What Is Atrial Fibrillation
Atrial fibrillation (AFib) is the most common significant cardiac arrhythmia, affecting approximately 6 million Americans and 1 in 4 adults over age 80. In AFib, the heart's two upper chambers (atria) beat chaotically and rapidly instead of coordinating with the lower chambers (ventricles). This irregular, often rapid heart rhythm reduces the heart's pumping efficiency by 20–30%, allows blood to pool and potentially clot in the atria, and dramatically increases stroke risk — by 5-fold in patients not on anticoagulation therapy.
Hypertension as AFib's Primary Driver
Hypertension is the most common modifiable risk factor for developing AFib, contributing to approximately 20% of cases. Chronic high blood pressure causes structural remodeling of the left atrium — the chamber most involved in AFib. The left atrium enlarges, its walls stretch and develop fibrosis (scarring), and the normal electrical conduction system becomes disrupted, creating the chaotic electrical activity characteristic of AFib. This atrial remodeling develops over years and is directly proportional to the duration and severity of blood pressure control.
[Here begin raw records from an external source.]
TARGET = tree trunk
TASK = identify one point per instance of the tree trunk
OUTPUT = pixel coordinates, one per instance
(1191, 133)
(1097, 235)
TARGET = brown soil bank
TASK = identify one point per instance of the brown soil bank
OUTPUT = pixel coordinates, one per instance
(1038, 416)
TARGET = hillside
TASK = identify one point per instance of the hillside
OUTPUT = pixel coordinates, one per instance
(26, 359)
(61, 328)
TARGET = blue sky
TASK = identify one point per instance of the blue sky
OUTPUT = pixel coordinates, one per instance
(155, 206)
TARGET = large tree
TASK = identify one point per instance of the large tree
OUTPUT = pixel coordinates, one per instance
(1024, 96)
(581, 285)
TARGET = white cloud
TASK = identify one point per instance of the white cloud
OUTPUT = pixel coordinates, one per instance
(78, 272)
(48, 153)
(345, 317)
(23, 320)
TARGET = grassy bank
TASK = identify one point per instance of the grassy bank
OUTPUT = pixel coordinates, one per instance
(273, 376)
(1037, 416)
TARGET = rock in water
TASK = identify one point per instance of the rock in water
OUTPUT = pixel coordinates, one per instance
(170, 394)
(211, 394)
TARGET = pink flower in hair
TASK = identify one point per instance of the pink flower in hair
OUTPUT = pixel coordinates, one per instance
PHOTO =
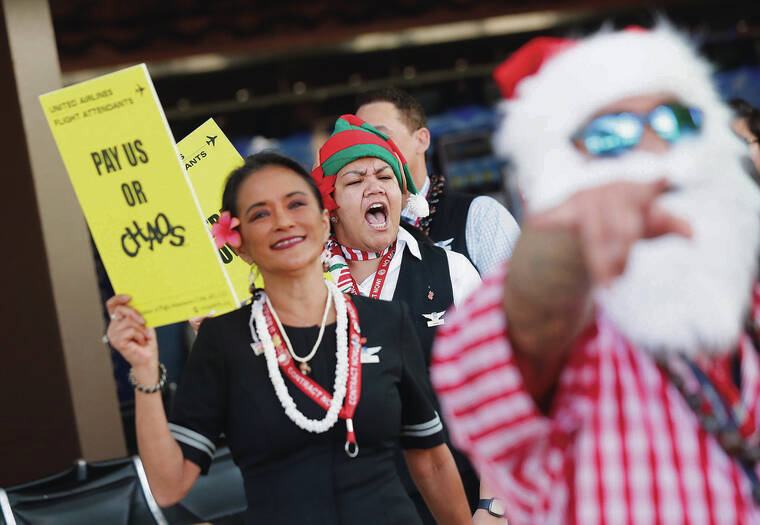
(224, 231)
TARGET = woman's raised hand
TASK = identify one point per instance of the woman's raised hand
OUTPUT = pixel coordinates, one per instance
(128, 334)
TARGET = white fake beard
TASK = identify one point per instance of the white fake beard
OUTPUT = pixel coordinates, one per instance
(678, 294)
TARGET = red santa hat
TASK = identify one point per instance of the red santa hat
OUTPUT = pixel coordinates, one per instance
(553, 86)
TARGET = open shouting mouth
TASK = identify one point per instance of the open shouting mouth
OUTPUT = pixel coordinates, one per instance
(287, 242)
(377, 216)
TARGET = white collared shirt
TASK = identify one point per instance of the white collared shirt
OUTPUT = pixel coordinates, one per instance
(464, 276)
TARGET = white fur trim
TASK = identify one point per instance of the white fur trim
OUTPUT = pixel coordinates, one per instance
(552, 105)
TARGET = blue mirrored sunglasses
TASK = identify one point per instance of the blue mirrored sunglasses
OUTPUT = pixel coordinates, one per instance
(614, 134)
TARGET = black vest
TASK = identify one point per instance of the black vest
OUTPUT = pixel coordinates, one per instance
(425, 286)
(450, 220)
(417, 279)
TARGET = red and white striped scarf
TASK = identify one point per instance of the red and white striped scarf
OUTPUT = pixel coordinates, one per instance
(338, 265)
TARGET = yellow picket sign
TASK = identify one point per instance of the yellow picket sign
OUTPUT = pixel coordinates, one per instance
(136, 197)
(209, 157)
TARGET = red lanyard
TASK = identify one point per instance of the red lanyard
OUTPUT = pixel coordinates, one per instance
(315, 392)
(380, 275)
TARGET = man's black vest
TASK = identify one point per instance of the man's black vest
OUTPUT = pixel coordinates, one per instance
(450, 220)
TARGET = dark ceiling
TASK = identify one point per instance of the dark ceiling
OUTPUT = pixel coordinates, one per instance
(290, 64)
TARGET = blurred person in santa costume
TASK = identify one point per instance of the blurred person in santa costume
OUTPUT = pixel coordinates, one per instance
(609, 374)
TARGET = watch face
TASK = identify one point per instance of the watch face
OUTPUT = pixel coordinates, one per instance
(496, 507)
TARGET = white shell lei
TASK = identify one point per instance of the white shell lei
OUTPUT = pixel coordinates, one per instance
(316, 426)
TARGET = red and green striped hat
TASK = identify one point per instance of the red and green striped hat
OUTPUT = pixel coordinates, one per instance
(355, 139)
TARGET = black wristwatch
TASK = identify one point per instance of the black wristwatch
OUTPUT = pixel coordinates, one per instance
(493, 506)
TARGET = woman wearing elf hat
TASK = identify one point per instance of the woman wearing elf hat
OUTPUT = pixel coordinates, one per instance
(363, 179)
(277, 377)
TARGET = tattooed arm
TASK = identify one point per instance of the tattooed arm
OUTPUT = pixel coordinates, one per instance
(561, 254)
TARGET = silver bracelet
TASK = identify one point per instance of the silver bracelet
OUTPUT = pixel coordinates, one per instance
(149, 389)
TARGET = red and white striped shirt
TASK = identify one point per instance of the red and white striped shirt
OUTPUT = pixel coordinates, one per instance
(620, 444)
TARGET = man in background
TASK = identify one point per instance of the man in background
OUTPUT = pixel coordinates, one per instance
(476, 226)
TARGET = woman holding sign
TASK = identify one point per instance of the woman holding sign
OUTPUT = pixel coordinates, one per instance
(312, 389)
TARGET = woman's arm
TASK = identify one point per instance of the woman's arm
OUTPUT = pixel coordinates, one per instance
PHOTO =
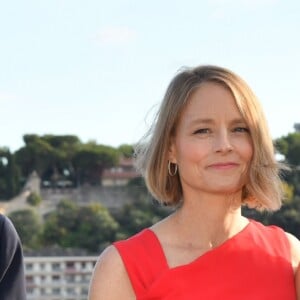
(12, 278)
(110, 280)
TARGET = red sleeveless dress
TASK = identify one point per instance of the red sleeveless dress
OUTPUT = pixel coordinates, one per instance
(254, 264)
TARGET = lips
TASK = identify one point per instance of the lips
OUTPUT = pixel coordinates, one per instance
(223, 166)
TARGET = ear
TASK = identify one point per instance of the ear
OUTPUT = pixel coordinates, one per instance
(172, 151)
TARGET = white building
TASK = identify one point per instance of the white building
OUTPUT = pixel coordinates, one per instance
(58, 277)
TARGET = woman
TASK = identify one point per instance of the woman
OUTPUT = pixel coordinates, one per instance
(209, 153)
(12, 278)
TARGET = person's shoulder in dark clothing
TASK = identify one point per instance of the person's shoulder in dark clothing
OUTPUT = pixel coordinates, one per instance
(12, 278)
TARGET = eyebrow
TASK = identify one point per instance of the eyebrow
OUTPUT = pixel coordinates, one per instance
(211, 121)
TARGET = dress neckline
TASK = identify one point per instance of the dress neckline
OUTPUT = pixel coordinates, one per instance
(202, 256)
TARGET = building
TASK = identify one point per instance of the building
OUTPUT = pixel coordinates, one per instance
(58, 277)
(120, 175)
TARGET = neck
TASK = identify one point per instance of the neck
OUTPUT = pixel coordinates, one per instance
(213, 218)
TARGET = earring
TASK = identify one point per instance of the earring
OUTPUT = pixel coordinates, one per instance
(170, 170)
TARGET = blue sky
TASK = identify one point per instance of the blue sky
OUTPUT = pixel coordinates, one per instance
(98, 69)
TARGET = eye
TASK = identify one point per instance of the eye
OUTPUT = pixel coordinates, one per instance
(202, 131)
(241, 129)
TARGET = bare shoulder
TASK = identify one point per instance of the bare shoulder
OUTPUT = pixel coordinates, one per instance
(110, 280)
(295, 249)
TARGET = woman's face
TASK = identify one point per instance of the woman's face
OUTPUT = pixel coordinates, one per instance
(212, 145)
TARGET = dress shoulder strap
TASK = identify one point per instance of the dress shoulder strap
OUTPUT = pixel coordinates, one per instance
(143, 259)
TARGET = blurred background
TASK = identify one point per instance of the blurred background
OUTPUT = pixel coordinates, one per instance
(80, 82)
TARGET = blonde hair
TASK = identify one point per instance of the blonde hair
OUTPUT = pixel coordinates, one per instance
(263, 189)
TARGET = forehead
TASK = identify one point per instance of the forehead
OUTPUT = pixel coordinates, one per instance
(211, 99)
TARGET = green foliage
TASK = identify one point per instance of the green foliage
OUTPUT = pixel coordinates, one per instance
(28, 225)
(288, 217)
(90, 161)
(34, 199)
(71, 226)
(126, 150)
(142, 212)
(9, 175)
(289, 146)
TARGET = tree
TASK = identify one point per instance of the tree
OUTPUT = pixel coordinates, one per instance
(126, 150)
(71, 226)
(28, 225)
(142, 212)
(90, 161)
(9, 175)
(34, 199)
(289, 146)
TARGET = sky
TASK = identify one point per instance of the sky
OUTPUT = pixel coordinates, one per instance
(99, 69)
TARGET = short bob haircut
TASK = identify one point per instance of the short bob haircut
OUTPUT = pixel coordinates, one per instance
(263, 190)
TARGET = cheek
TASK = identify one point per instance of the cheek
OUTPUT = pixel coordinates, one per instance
(188, 151)
(247, 151)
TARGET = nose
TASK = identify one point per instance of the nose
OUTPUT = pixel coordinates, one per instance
(222, 142)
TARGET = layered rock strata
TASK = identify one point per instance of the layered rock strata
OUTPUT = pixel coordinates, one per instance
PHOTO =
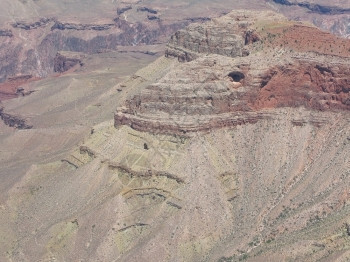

Blood Pressure Monitoring With AFib
Blood pressure monitoring is complicated in patients with AFib because the irregular rhythm makes most automated arm monitors less reliable — they are calibrated to detect regular heartbeats. Some validated monitors have specific AFib detection modes that improve accuracy in irregular rhythms. Look for monitors validated for use in AFib patients (check the validateBP.org list). Multiple readings averaged together generally provide more reliable estimates than single readings in AFib patients. Inform your doctor if your home readings seem highly variable.
Blood Pressure Targets in AFib Patients
The blood pressure target for AFib patients mirrors that for other high-risk cardiovascular patients: below 130/80 mmHg. ACE inhibitors and ARBs are particularly beneficial because they reduce atrial wall tension and fibrosis — potentially slowing the atrial remodeling that perpetuates AFib. Beta-blockers serve dual purpose: lowering blood pressure and controlling heart rate during AFib episodes. Aldosterone antagonists (spironolactone) are being studied for their anti-fibrotic effects on the atrium in hypertensive AFib patients.